LLM Latent Reasoning as Chain of Superposition
Train an encoder that summarizes reasoning chunks. Then train a latent reasoning model on the summaries it produces from some CoT data.
Read Paper →They first train an encoder that summarizes the reasoning up to a checkpoint. They call it enc.
Assume we have a question $X$ and a reasoning chain that we split into chunks $S_i$. So the whole thing looks like this: $[X,S_0,S_1,\cdots,S_N, Ans]$. The encoder should get the input $[X,S_0,S_1,\cdots,S_i,L]$ and produce a summary we call $Z_i$. This $Z_i$ should have the property that we can replace those chunks with $Z_i$ and the LLM can still continue the reasoning chain. So the LLM should be able to produce $[S_{i+1}, S_{i+2}, \cdots, S_n, Ans]$ given $[X, Z_0, Z_1, \cdots, Z_i]$. This is considered a good summary.
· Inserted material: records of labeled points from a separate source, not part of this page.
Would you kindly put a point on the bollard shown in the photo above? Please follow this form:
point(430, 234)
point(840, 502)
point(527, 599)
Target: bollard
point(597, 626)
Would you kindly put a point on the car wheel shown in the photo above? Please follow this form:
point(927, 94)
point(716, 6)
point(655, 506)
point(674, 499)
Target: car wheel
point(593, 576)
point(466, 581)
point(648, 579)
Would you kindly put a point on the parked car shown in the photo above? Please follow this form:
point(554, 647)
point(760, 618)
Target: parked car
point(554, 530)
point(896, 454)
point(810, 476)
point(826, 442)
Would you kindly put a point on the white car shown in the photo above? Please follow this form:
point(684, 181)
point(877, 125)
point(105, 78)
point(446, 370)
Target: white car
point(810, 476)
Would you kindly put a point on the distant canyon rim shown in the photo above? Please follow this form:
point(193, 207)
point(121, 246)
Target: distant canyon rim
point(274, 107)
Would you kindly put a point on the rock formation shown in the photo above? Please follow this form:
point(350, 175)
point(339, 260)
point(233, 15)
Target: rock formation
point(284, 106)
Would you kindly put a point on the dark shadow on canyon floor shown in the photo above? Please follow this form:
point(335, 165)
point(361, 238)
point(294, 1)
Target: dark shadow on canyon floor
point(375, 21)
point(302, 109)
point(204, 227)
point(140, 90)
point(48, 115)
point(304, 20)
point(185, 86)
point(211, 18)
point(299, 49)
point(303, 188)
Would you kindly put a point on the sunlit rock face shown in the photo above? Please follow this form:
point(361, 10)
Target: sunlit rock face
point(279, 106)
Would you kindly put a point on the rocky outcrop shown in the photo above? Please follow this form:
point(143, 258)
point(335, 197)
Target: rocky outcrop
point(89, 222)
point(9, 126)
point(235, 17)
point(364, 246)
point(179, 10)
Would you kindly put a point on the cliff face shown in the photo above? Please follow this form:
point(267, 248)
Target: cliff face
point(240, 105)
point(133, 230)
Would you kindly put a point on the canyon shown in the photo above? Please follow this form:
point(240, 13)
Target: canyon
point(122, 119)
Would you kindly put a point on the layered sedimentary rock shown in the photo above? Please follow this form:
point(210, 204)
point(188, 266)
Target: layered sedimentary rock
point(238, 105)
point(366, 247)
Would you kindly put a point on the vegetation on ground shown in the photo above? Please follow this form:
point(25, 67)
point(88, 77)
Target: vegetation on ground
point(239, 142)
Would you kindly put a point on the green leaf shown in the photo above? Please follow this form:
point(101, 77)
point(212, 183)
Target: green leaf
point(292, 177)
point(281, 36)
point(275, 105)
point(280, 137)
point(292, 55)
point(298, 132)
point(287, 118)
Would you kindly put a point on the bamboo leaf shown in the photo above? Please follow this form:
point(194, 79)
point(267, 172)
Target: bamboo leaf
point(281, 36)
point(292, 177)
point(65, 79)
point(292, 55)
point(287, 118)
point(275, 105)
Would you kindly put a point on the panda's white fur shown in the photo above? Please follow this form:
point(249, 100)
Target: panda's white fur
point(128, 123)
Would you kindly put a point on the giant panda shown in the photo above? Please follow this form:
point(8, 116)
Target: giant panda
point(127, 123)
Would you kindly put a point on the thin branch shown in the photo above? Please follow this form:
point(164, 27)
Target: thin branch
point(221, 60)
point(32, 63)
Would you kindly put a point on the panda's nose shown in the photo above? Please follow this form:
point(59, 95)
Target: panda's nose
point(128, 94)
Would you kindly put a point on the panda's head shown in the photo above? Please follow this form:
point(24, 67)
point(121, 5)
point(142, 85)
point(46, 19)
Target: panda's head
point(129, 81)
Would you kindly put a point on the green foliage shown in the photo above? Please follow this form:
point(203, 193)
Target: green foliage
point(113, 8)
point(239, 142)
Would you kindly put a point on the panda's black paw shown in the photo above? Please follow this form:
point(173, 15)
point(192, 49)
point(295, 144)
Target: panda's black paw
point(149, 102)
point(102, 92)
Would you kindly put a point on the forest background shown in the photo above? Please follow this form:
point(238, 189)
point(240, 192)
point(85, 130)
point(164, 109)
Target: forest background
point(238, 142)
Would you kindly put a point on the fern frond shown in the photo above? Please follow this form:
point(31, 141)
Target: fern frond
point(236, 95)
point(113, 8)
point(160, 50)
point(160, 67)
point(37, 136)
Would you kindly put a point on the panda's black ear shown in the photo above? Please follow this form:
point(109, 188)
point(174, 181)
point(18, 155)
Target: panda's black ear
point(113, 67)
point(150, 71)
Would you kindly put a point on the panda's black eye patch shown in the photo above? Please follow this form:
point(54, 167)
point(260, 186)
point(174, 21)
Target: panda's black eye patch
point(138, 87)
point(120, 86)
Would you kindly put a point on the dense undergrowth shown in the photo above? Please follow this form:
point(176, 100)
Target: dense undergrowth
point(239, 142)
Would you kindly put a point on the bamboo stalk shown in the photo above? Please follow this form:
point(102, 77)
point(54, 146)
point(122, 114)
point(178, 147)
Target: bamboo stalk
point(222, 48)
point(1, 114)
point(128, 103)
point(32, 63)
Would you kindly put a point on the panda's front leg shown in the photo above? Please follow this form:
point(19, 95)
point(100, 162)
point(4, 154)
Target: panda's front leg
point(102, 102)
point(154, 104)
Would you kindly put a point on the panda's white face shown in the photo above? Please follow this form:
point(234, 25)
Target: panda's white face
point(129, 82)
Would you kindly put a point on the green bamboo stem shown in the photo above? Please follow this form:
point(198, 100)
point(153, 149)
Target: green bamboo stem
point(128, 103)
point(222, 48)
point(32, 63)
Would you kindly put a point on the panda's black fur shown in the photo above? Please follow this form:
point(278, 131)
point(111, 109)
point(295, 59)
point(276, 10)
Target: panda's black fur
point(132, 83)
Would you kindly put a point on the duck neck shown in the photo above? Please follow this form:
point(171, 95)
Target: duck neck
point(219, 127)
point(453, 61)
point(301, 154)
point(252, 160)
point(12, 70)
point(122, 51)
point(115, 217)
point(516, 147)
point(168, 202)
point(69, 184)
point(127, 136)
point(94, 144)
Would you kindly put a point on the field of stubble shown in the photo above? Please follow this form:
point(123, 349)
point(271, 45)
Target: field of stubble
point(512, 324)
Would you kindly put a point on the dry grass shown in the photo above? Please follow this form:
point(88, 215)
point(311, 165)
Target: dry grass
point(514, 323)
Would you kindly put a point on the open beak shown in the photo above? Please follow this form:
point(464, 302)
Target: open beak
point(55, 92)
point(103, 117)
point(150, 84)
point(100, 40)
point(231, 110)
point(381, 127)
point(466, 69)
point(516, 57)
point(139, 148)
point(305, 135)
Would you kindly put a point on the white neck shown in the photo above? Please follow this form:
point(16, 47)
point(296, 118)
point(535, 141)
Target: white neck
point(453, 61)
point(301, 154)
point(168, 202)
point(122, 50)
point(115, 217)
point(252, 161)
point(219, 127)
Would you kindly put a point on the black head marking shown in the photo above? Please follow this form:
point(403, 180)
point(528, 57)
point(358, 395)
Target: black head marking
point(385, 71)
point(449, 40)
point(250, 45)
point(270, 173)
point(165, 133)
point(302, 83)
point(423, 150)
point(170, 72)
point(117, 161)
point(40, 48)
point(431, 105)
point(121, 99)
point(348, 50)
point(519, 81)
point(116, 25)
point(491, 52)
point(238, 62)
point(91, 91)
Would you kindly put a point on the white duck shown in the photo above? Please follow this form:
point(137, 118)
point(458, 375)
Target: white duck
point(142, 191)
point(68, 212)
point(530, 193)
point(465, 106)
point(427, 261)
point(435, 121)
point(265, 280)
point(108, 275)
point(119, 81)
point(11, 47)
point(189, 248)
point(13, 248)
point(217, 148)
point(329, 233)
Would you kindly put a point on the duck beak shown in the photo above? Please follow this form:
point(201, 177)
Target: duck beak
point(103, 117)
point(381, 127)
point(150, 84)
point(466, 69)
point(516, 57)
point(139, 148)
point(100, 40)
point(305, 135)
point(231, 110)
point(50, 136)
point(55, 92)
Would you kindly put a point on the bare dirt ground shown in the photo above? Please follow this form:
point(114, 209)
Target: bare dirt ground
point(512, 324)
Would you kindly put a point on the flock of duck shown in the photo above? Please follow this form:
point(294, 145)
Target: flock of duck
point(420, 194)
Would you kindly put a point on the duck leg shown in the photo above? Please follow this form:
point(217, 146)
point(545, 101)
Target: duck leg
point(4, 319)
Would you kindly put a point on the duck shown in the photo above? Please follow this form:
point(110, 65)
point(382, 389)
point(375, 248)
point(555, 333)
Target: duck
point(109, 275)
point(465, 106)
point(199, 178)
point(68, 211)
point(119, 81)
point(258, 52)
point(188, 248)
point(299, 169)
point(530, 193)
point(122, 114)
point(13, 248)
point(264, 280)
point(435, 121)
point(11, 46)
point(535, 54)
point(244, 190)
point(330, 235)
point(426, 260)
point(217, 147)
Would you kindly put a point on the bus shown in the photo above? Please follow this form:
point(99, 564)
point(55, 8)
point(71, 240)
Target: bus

They first argue that these $Z_i$s should lie in the linear space of the input token embeddings, since the LLM only knows how to interpret that space (Section 3). So they designed enc to produce logits normally given $[X,S_0,S_1,\cdots,S_i,L]$, and then $Z_i$ is the linear combination of the predicted tokens.
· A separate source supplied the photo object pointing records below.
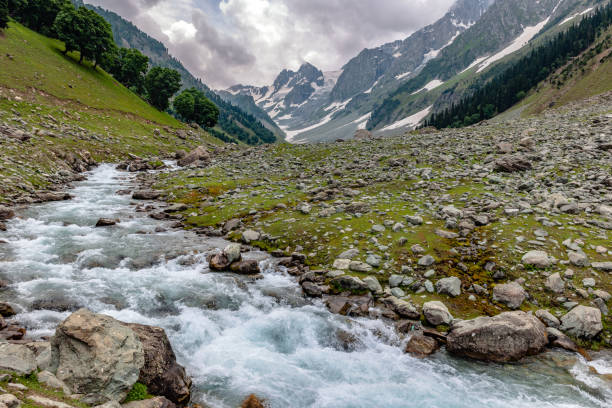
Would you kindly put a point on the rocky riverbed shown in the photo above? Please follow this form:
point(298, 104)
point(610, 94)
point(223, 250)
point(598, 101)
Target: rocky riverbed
point(422, 244)
point(431, 226)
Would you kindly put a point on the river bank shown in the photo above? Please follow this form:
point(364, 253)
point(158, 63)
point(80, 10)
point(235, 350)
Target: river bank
point(237, 336)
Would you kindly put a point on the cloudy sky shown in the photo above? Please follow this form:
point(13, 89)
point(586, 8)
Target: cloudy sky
point(250, 41)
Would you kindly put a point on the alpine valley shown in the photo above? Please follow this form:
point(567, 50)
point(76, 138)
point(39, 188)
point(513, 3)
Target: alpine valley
point(397, 85)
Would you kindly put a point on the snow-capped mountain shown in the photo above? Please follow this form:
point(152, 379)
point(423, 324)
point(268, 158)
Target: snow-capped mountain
point(395, 86)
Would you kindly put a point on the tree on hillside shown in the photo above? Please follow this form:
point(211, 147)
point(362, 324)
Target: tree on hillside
point(192, 105)
point(85, 31)
point(3, 14)
point(38, 15)
point(161, 84)
point(128, 66)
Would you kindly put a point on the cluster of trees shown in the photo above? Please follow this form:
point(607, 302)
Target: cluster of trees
point(513, 84)
point(3, 14)
point(85, 31)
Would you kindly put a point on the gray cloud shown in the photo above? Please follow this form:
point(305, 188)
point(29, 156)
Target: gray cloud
point(250, 41)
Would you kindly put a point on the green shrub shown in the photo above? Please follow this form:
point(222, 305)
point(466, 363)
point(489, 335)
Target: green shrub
point(137, 393)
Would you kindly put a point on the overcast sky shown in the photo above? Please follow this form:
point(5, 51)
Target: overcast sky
point(225, 42)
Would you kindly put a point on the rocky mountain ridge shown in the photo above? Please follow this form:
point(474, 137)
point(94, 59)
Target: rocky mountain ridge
point(397, 85)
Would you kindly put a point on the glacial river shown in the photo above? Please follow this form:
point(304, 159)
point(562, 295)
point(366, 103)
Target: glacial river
point(238, 337)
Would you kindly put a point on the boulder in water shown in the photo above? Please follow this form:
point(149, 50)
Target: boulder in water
point(97, 356)
point(6, 213)
point(157, 402)
point(199, 154)
point(161, 373)
point(508, 336)
point(248, 267)
point(421, 346)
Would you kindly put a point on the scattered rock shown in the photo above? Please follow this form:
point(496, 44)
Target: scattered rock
point(511, 294)
point(582, 321)
point(436, 313)
point(421, 346)
point(508, 336)
point(97, 356)
point(449, 286)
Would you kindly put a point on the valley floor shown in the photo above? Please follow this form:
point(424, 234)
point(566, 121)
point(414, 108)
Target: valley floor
point(527, 202)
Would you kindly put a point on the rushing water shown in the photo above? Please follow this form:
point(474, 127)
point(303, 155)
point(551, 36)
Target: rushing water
point(237, 336)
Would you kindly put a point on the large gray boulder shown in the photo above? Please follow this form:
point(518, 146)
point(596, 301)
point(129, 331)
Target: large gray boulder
point(582, 321)
point(198, 155)
point(510, 294)
point(508, 336)
point(449, 286)
point(17, 358)
point(97, 356)
point(161, 373)
point(436, 313)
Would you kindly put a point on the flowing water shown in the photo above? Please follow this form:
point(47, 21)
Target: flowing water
point(236, 336)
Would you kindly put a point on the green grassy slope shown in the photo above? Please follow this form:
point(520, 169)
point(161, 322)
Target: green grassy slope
point(71, 108)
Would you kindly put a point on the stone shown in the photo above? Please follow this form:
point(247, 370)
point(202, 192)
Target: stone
point(372, 284)
point(246, 267)
point(10, 401)
point(311, 289)
point(249, 236)
point(582, 321)
point(156, 402)
point(232, 252)
point(537, 258)
point(602, 266)
point(342, 264)
point(47, 402)
point(402, 307)
point(357, 266)
point(395, 280)
point(51, 381)
point(556, 338)
point(578, 259)
point(146, 195)
point(506, 337)
point(436, 313)
point(252, 401)
point(397, 292)
point(449, 286)
point(512, 164)
point(6, 310)
point(374, 260)
point(426, 261)
point(161, 373)
point(414, 220)
point(17, 358)
point(218, 262)
point(349, 254)
point(510, 294)
point(588, 282)
point(351, 283)
point(504, 147)
point(548, 318)
point(97, 356)
point(421, 346)
point(199, 154)
point(555, 283)
point(6, 213)
point(105, 222)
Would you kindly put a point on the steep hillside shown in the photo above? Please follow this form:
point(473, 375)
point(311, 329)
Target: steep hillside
point(235, 122)
point(502, 35)
point(589, 74)
point(335, 104)
point(55, 112)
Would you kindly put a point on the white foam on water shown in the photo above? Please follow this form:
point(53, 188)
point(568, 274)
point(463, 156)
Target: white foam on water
point(237, 337)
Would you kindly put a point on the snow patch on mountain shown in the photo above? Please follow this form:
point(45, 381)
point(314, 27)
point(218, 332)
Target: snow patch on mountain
point(412, 121)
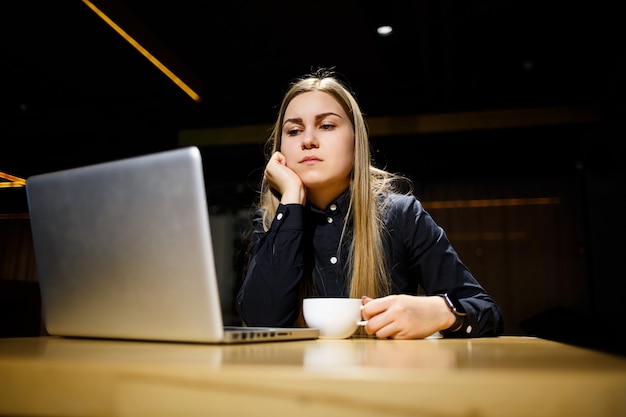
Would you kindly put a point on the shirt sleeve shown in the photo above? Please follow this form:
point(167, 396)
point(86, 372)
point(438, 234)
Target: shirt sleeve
point(269, 294)
point(434, 262)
Training the enc and LLM models
To train these models, they use the following loss:
| $$\ell_{\text{sup}} = \frac{1}{N} \sum_{i=1}^{N} \frac{1}{ | J_i | } \sum_{t \in J_i} (-\log p_{\theta}(x_t | {I}_i; \text{LTSuM}))$$. |
$J_i$ is the set of indices of tokens in chunk $i$. $N$ is the total number of chunks, and $p_{\theta_{LLM}}(x_t | {I}_i; \text{LTSuM})$ is the probability that the model gives the correct token $x_t$ given the previous summaries $[X, z_0, z_1, \cdots, z_i]$. So it measures how well the model predicts the future tokens given the $Z_i$s. Note that in this phase the model is not given the previous chunks’ actual text, only the summaries.
However, $\theta_{enc}$ is used to generate $Z_i$s given the previous context. So to generate $L_i$ the model sees $X, S_0, \cdots, S_i$, but not any $L_i$.
So in the above loss we have two different models, enc and LLM, involved, but they have separate caches and everything. The only way enc affects that loss is through the $Z_i$s.
Training a latent reasoning model using $Z_i$s
They then use enc to compress/translate some CoT data (problem + reasoning + answer) into the $[X, Z_0, \cdots, Z_N, Ans]$ format. They also save the $\alpha_i$ values that generated those $Z_i$. These $\alpha_i$ will be used as the targets of the latent reasoning model.
They train the model using normal SFT loss for the explicit part and another loss for the latent part.
\[L_{\text{auto}}(\theta_{\text{llm}}) = L_{exp}(\theta_{\text{llm}}) + L_{lat}(\theta_{\text{llm}}).\]We have
\[L_{exp}(\theta_{\text{llm}}) = \frac{1}{|S_{\text{exp}}|} \sum_{t \in S_{\text{exp}}} (-\log q_t[y_t])\]This is normal SFT on normal data.
For the latent part they add noise to $\alpha_i$ like this: $\tilde{p}_t = \text{softmax} \left( \log \alpha_t + g_t \right) \quad g_t \sim \text{Gumbel}(0, 1)$. They then do a somewhat normal SFT on them.
\[L_{lat}(\theta_{\text{llm}}) = \frac{1}{|S_{\text{lat}}|} \sum_{t \in S_{\text{lat}}} \mathbb{E}_{\mathbf{g}} \left[ \text{KL}(\tilde{p}_t(\mathbf{g}) \,\|\, \mathbf{q}_t) \right]\]Model compresses a reasoning path
In this part their figures and arguments are reasonable. They show that in the top 50 tokens in the $\alpha_i$ they have many tokens of $S_i$. They have $1.169$ on average when each chunk has two tokens, and $2.385$ on average when each chunk has four tokens. So it is reasonable to assume that the model is doing the same reasoning path but faster.
Model doing multiple reasoning paths
They manually made several reasoning paths for GSM8K problems.
They measure how much the latent reasoning path intersects with these different paths and calculate a sum-like metric. They show this value is larger than 1.7 for most samples. They argue this is the number of parallel reasoning paths the model follows.